Ay bir de takmışlar kafalarına Ayasofya’yı ve Ayasofya’da cuma namazı kıldıran diyanet işleri başkanını. Diyor ki bu vicdansızlar, Ayasofya cami olamazmış ve diyanet işleri başkanı ALİ ERBAŞ’ın KILIÇ ile hutbe vermesi çok yanlışmış. Madem İslam barış diniymiş ve madem Erbaş bu ülkenin din işleri başkanıymış, hoşgörü ve barış dininin temsilcisi ERBAŞ, nasıl olur da KILIÇ ile hutbe verirmiş. Bu haksız söylemleri yazarken bile tüylerim diken diken oluyor ha. Ayasofya’yı bu halk ELE GEÇİRDİĞİNE göre, tabikisi cami olacak! Ayrıcana, ERBAŞ ister KILIÇ ile hutbe verir, ister tüfekle. Kıskanmayın ve rica edicim dış güçlerin ağzıyla konuşmayın! BUZDOLABI olan insanlarsınız, Allah’tan korkun, evinizdeki BUZDOLABIndan utanın! Bakın benim sesim çıkıyor mu? Ayol benim BUZDOLABIm var, ne Ayasofya’sı, ne KILIÇı!

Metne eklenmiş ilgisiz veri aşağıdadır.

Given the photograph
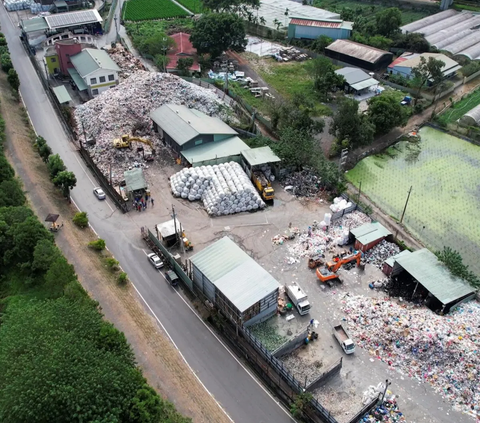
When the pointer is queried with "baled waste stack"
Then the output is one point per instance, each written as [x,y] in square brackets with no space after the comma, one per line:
[224,189]
[440,350]
[126,109]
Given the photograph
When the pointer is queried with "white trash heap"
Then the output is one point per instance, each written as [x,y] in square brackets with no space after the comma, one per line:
[224,189]
[440,350]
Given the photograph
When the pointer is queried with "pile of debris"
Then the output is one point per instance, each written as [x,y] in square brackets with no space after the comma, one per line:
[440,350]
[381,252]
[305,183]
[126,61]
[126,109]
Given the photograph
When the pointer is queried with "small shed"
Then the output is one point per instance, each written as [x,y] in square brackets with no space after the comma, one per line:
[135,180]
[391,267]
[369,235]
[445,290]
[168,232]
[235,283]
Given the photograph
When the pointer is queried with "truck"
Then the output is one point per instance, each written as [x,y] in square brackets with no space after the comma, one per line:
[343,338]
[263,185]
[299,299]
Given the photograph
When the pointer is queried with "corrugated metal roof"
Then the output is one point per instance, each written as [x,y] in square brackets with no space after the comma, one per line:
[391,260]
[260,155]
[214,150]
[360,51]
[89,60]
[425,267]
[134,179]
[62,94]
[370,232]
[184,124]
[63,20]
[239,277]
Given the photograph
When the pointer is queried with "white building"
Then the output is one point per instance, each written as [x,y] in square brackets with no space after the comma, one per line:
[97,70]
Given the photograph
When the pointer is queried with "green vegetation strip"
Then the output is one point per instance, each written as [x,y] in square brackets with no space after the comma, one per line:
[459,109]
[444,207]
[142,10]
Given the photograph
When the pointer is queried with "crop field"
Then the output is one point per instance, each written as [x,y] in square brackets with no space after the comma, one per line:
[444,205]
[459,109]
[142,10]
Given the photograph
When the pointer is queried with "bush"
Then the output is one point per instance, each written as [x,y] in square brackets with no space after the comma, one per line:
[80,219]
[122,278]
[97,245]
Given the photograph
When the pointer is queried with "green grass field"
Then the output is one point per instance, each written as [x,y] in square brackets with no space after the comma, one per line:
[459,109]
[142,10]
[444,206]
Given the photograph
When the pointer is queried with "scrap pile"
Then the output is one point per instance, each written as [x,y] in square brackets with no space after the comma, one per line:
[224,189]
[126,109]
[126,61]
[381,252]
[440,350]
[305,183]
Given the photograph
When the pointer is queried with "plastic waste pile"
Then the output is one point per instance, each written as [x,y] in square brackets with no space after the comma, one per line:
[224,189]
[440,350]
[381,252]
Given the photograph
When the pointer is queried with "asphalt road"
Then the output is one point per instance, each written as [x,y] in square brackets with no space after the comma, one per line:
[243,398]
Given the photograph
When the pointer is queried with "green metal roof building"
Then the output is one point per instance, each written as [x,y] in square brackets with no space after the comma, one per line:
[235,283]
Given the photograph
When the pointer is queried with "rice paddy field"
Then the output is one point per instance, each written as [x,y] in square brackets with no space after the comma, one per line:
[444,205]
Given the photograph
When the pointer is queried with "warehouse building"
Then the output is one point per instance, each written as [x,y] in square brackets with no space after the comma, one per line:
[360,55]
[197,139]
[235,283]
[369,235]
[405,64]
[430,278]
[455,32]
[311,29]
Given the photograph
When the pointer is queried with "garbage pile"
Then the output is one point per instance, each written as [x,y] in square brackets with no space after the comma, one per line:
[440,350]
[305,183]
[126,109]
[224,189]
[381,252]
[126,61]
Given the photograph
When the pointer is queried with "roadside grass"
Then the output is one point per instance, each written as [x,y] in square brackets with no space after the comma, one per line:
[454,113]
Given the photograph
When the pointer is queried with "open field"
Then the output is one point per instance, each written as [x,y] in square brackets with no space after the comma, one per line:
[370,9]
[142,10]
[460,108]
[444,206]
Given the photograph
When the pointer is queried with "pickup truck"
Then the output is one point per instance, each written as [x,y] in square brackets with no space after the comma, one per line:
[344,339]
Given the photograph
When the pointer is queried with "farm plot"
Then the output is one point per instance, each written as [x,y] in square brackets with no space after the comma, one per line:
[444,205]
[142,10]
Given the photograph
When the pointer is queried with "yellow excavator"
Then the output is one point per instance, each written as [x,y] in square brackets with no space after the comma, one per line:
[126,142]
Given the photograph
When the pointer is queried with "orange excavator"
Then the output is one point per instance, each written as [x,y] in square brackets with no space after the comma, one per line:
[329,272]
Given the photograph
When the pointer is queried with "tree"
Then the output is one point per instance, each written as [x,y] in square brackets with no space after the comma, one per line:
[13,79]
[386,112]
[55,165]
[215,33]
[389,22]
[348,124]
[66,181]
[184,64]
[428,70]
[325,78]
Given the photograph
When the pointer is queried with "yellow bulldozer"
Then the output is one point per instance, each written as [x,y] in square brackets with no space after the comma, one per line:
[126,142]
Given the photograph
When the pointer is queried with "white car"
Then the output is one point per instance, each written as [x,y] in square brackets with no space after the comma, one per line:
[99,193]
[155,260]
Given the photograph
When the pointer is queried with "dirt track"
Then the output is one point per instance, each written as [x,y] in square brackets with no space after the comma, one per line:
[162,365]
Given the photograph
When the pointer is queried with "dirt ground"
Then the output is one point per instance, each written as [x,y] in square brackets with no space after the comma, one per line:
[162,365]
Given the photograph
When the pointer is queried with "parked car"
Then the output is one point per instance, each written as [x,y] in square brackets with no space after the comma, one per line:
[155,260]
[99,193]
[171,278]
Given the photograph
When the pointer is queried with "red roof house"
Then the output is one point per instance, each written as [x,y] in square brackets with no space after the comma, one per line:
[183,48]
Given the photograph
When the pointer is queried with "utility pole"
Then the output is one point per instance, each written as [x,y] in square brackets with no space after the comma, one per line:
[406,203]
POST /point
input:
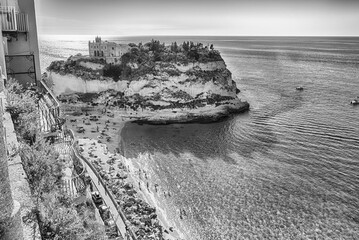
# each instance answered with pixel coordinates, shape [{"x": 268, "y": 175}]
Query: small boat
[
  {"x": 355, "y": 102},
  {"x": 299, "y": 88}
]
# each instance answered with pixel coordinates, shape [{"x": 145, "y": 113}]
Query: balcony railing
[{"x": 12, "y": 20}]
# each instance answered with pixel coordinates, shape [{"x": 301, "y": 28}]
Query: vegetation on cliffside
[
  {"x": 52, "y": 208},
  {"x": 140, "y": 60}
]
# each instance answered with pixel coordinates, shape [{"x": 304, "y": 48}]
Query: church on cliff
[{"x": 110, "y": 51}]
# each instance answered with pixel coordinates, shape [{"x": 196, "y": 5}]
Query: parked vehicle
[
  {"x": 299, "y": 88},
  {"x": 104, "y": 212},
  {"x": 96, "y": 198},
  {"x": 110, "y": 228}
]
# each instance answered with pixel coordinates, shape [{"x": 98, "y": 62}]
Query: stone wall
[{"x": 13, "y": 183}]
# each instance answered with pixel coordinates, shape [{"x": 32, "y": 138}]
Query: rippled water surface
[{"x": 287, "y": 169}]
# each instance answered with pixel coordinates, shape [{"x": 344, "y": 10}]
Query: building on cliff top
[
  {"x": 110, "y": 51},
  {"x": 20, "y": 41}
]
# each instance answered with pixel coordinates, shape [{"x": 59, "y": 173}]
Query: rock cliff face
[{"x": 164, "y": 91}]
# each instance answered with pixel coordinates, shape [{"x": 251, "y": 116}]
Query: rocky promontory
[{"x": 159, "y": 84}]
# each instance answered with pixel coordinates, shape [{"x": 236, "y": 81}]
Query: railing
[
  {"x": 12, "y": 20},
  {"x": 52, "y": 107},
  {"x": 88, "y": 165}
]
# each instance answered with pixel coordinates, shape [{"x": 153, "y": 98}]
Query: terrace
[{"x": 13, "y": 21}]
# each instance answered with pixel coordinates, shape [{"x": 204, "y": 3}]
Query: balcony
[{"x": 13, "y": 21}]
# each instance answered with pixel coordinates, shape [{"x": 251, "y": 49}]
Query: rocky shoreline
[
  {"x": 192, "y": 118},
  {"x": 98, "y": 142}
]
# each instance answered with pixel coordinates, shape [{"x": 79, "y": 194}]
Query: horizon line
[{"x": 184, "y": 35}]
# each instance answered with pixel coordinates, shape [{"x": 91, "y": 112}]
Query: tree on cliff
[{"x": 24, "y": 111}]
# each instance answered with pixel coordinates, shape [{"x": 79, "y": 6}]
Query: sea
[{"x": 287, "y": 169}]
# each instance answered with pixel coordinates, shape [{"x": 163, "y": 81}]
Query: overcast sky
[{"x": 199, "y": 17}]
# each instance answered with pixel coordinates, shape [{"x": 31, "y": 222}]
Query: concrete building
[
  {"x": 110, "y": 51},
  {"x": 19, "y": 58},
  {"x": 20, "y": 41}
]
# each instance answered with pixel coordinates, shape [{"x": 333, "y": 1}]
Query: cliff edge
[{"x": 161, "y": 84}]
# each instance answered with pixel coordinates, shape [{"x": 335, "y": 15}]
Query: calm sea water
[{"x": 287, "y": 169}]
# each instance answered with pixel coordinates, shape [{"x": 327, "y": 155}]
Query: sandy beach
[{"x": 98, "y": 131}]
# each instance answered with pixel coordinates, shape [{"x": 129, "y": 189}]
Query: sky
[{"x": 199, "y": 17}]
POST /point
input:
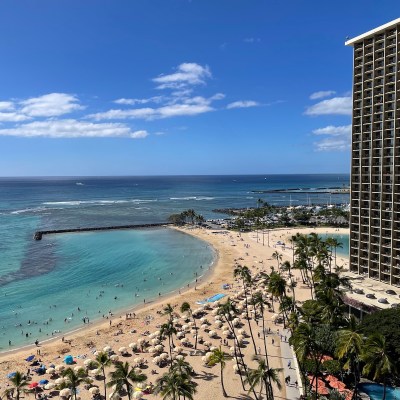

Velhasılı kelâm, ben bu millet kadar nankörünü, teröristini, hainini, ajanını vs görmedim. Gül gibi ülkeme ve devletlüme atmadıkları iftira yok yeminlen. Halbuki cağnım ülkemde ne ahlaksızlık var, ne ekonomik sorun, ne taciz/tecavüz, ne işsizlik, ne kadın cinayeti, ne çocuklara cinsel istismar veya çocuk yaşta evlilik, ne hırsızlık, ne hak ihlali, ne ötekileştirme, ne adalet mercilerinin adaletsizliği ve taraflılığı, ne güvenlik güçlerinin orantısız şiddeti/zulmü, ne sınıfsal ayırım, ne ekonominin orantısız dağılımı, ne komşusu açken tok yatan PUŞTLAR, ne de başka iğrenç iftiralar. Önce herkes kendi evini süpürsün, ondan sonra vik vik etsin! Hepiniz BUZDOLABI olan insanlarsınız, azıcık utanın yeaa!
Allah devletlümüze zeval vermesin, Allah zenginlerimizin midesini doyursun, ve Allah evlerimizden BUZDOLABInı eksik etmesin. En büyük ve en önemli duam bu. Çokça amin ayol!